In this paper we have presented the \textit{Batch Task Migration} approach for distributed global rescheduling.
It intends to preserve task communication locality, migrating multiple work units from a source to the same destination, in order to balance system load.
This preserves communication efficiency, while other workload-aware strategies perform rescheduling without considering task locality.

Our approach also mitigates communication costs during algorithm execution time.
We guarantee this by transmitting information about multiple migrations at a time, in \textit{batches}.
Thanks to this, our novel scheduler (presented in Section~\ref{sec:algo:main}) has an increased performance in high communication overhead platforms, discussed in Section~\ref{sec:cluster}.

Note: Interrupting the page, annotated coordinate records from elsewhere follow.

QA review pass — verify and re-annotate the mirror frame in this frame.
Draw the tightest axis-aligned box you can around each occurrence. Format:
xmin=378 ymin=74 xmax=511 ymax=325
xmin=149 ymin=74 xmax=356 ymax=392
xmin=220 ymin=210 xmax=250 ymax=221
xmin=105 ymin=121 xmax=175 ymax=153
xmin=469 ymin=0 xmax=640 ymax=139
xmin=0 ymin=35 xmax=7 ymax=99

We have evaluated our strategy in two different execution environments. 
The first was a high communication cost, $4$ cores/node cluster, executing over $32$ cores.
In this scenario, \textit{PackDrop} had a rescheduling speedup of up to $3.75$ and $1.15$ when compared to centralized and distributed approaches, respectively (Section~\ref{sec:cluster}).

The second scenario was a highly coupled cluster with low communication overhead, with $24$ cores/node.
We executed our experiments varying platform size from $16$ to $32$ nodes.
In this scenario, rescheduling time of \textit{PackDrop} and \textit{Distributed} were very similar, although both had a time up to $3$ orders of magnitude faster than any centralized approach. %Add some data to reinforce this
This reinforces the relevance of work in the distributed scheduling domain, and approaches such as our \textit{Batch Task Migration}.

\subsection{Future Work}

Future work on this theme includes the use of \textit{Batch Task Migration} in the communication-aware domain.
Since our approach already has locality-based benefits, combining this with communication pattern information may incur on even greater performance increase in applications~\cite{Unat2017localitysurvey,commaware}.
We believe a novel strategy focused on the \textit{Stencil} programming model is something to be considered, prioritizing migration of edges among PEs, instead of random parts of the stencil~\cite{stenciltiling}.

Further work will also be developed in order to increase performance in heterogeneous clusters.
These may have heterogeneous processing capacities and network capabilities, which enhances complexity of load balancing significantly~\cite{Beri2015hetws,Cheriere2015hetdist}.
In this given scenario, enhancing rescheduling decision processes may be crucial to ensure gains in application performance.
Finally, we also intend to evaluate the impact of fine-tuning the $ps$ factor in different computing platforms.